3. Un tiers justifiant d'un intérêt à agir est recevable à demander, dans le délai du recours contentieux, l'annulation de la décision par laquelle l'autorité administrative a refusé de faire usage de son pouvoir d'abroger ou de retirer un acte administratif obtenu par fraude, quelle que soit la date à laquelle il l'a saisie d'une demande à cette fin. Dans un tel cas, il incombe au juge de l'excès de pouvoir, saisi de moyens en ce sens, de vérifier la réalité de la fraude alléguée puis, en cas de fraude, de contrôler que l'appréciation de l'administration sur l'opportunité de procéder ou non à l'abrogation ou au retrait n'est pas entachée d'erreur manifeste, compte tenu notamment de la gravité de la fraude et des atteintes aux divers intérêts publics ou privés en présence susceptibles de résulter soit du maintien de l'acte litigieux soit de son abrogation ou de son retrait.
4. La caractérisation de la fraude résulte de ce que le pétitionnaire a procédé de manière intentionnelle à des manœuvres de nature à tromper l'administration sur la réalité du projet dans le but d'échapper à l'application d'une règle d'urbanisme. Une information erronée ne peut, à elle seule, faire regarder le pétitionnaire comme s'étant livré à l'occasion du dépôt de sa demande à des manœuvres destinées à tromper l'administration.
5. En premier lieu, la société requérante se borne à soutenir que le permis de construire délivré à la société La Plage a été obtenu par fraude dès lors que des manœuvres ont été entreprises pour dissimuler à l'administration la fragmentation d'un ensemble immobilier unique en deux permis distincts, celui de la société La Plage et celui de la société La Case, sans apporter d'éléments permettant d'établir l'existence de fausses déclarations ou d'erreur matérielle ni une intention frauduleuse de la part de la société La Plage à l'égard de l'administration. A supposer même que les projets de la société La Plage et de la société La Case puissent aujourd'hui constituer un ensemble immobilier unique, il ressort des pièces du dossier qu'à la date de la délivrance du permis litigieux, la société La Case n'avait pas encore acquis de droits sur la parcelle voisine et n'avait pas déposé de demande d'autorisation d'urbanisme. Dès lors, ni l'élément intentionnel ni l'élément matériel de la fraude ne sont caractérisés. Par suite, en ce qui concerne la première branche du moyen tiré de l'erreur manifeste d'appréciation, la fraude n'est pas établie.

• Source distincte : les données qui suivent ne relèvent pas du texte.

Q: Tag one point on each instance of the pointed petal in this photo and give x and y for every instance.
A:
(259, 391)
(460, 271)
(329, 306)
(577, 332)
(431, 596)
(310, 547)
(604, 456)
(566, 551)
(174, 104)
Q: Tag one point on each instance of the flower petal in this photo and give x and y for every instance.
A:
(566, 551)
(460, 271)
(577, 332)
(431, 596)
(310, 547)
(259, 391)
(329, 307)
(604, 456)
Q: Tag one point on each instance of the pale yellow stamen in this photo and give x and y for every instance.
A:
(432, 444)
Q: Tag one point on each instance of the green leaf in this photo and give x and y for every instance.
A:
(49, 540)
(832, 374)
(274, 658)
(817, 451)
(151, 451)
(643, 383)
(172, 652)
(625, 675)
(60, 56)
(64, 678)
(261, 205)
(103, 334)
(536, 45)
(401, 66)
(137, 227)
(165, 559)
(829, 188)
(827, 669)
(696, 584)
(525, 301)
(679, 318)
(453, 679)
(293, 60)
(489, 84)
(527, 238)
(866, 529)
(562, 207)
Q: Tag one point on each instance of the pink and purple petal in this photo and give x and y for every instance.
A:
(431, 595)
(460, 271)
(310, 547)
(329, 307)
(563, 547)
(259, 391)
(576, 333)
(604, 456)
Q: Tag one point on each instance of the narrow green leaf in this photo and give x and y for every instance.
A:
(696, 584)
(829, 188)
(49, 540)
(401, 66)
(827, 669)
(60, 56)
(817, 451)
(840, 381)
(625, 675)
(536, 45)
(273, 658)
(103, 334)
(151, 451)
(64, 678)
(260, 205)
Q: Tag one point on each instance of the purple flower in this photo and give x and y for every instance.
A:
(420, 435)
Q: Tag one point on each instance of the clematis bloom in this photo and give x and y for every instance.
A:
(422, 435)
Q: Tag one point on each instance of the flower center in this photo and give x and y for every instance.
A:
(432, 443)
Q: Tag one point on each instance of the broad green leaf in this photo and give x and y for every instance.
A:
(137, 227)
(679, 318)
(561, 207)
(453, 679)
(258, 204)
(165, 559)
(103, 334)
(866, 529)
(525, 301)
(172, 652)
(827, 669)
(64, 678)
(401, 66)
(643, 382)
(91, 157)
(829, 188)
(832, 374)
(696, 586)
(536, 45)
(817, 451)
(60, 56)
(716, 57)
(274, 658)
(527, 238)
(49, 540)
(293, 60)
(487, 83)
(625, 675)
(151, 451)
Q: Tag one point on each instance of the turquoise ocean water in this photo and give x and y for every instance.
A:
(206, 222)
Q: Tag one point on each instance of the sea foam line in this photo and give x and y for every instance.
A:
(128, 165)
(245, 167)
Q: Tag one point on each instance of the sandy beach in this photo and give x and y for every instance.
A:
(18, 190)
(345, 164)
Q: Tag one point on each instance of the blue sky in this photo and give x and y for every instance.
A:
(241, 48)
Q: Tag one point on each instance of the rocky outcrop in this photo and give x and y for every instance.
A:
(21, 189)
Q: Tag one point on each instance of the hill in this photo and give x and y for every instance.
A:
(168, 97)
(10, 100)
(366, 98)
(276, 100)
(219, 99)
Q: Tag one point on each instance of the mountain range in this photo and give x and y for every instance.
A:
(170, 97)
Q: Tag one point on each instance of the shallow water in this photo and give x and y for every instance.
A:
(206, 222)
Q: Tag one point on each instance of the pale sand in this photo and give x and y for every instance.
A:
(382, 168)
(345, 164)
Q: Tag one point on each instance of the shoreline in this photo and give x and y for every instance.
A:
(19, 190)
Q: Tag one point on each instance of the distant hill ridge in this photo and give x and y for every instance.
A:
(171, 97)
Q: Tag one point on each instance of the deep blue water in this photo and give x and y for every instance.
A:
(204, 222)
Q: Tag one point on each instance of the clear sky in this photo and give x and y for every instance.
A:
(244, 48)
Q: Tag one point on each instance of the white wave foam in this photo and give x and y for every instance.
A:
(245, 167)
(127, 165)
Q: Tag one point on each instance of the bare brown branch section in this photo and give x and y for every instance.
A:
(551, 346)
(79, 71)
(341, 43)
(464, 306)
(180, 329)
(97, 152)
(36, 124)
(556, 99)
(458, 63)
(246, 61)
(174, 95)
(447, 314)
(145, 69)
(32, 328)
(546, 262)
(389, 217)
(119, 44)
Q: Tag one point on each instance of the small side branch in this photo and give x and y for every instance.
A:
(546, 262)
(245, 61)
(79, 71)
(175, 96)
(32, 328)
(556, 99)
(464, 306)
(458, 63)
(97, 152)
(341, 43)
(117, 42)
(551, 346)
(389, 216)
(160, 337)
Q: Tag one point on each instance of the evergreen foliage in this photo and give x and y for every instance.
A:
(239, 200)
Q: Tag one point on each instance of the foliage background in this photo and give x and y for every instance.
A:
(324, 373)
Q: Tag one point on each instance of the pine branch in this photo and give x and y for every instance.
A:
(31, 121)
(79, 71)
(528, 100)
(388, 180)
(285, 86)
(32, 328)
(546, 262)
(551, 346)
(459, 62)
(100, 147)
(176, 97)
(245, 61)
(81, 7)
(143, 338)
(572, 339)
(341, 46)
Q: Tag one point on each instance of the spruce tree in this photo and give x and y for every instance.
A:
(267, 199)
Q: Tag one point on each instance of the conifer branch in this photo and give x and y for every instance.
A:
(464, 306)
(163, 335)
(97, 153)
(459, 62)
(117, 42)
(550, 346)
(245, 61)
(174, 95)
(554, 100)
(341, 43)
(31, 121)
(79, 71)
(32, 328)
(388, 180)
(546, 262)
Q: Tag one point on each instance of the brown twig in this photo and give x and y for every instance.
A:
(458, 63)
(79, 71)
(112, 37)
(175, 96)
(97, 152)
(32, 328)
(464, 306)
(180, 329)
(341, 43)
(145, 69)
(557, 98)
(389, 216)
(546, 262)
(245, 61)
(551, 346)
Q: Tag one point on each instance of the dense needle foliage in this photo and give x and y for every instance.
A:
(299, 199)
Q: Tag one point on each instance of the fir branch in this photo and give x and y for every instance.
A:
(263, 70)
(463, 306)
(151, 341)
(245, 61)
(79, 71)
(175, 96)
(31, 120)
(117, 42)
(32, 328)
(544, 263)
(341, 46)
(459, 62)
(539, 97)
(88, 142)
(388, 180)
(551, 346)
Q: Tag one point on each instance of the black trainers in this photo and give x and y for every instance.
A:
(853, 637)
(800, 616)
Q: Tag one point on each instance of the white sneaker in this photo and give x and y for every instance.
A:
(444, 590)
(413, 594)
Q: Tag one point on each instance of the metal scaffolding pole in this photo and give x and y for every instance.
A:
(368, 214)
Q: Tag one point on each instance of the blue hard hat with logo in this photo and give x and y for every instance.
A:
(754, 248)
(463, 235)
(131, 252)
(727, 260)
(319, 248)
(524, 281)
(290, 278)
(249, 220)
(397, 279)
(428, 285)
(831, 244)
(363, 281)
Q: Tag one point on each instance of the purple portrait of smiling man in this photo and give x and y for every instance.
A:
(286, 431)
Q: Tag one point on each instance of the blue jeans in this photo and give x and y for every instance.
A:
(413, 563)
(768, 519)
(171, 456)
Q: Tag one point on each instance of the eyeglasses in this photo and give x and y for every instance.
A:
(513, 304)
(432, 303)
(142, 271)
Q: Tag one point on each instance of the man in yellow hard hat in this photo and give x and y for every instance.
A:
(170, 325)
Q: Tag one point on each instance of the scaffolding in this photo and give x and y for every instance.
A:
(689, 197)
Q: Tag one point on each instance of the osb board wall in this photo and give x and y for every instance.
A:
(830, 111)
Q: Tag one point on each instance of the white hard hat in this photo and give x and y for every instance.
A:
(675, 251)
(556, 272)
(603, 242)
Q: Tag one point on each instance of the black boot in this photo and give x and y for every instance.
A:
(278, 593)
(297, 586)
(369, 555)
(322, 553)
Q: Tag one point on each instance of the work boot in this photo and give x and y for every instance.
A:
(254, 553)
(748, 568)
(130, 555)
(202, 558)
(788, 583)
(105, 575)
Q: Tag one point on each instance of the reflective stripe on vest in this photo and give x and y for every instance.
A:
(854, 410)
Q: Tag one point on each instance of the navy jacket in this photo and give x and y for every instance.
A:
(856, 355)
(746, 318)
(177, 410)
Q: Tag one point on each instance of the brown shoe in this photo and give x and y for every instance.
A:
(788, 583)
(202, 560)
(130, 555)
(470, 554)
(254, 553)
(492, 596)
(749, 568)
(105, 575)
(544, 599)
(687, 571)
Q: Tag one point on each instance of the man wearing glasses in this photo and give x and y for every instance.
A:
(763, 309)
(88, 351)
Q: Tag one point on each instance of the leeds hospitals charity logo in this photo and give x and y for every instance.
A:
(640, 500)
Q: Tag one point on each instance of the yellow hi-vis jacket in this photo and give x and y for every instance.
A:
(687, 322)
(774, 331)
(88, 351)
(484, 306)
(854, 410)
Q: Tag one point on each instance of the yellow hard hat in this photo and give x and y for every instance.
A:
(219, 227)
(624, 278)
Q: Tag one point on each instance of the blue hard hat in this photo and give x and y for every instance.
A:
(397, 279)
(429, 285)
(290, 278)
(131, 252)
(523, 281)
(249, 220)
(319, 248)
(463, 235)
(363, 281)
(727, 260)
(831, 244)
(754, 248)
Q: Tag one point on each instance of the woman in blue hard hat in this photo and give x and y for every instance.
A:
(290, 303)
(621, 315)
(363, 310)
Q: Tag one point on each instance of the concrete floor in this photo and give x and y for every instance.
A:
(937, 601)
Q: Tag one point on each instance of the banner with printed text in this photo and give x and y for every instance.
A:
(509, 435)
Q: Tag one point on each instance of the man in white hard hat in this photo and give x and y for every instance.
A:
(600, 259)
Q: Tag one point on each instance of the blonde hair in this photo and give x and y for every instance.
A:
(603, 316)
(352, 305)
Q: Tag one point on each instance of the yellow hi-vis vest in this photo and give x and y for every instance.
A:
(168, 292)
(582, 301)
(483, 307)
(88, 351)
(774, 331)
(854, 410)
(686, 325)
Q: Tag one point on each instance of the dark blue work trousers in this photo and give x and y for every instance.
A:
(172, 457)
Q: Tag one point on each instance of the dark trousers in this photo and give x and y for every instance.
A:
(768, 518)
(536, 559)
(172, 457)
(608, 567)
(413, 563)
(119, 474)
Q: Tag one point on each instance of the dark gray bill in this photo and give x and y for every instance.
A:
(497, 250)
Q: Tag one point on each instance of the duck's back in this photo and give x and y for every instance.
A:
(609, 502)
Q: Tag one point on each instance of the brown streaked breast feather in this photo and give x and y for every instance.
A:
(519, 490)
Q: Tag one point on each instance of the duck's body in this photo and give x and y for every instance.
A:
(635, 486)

6. En deuxième lieu, la société requérante soutient que le permis de construire litigieux a été obtenu par fraude, dès lors que la société La Plage a mis en œuvre des manœuvres destinées à scinder artificiellement en deux un projet unique alors que le projet de la société La Case constitue une extension du projet de la société. A supposer le moyen opérant en tant que dirigé contre le permis litigieux, la société requérante n'apporte aucun élément permettant d'établir l'existence de manœuvres de nature à tromper l'administration afin d'obtenir son autorisation d'urbanisme. Par suite, en ce qui concerne la seconde branche du moyen tiré de l'erreur manifeste d'appréciation, la fraude n'est pas établie.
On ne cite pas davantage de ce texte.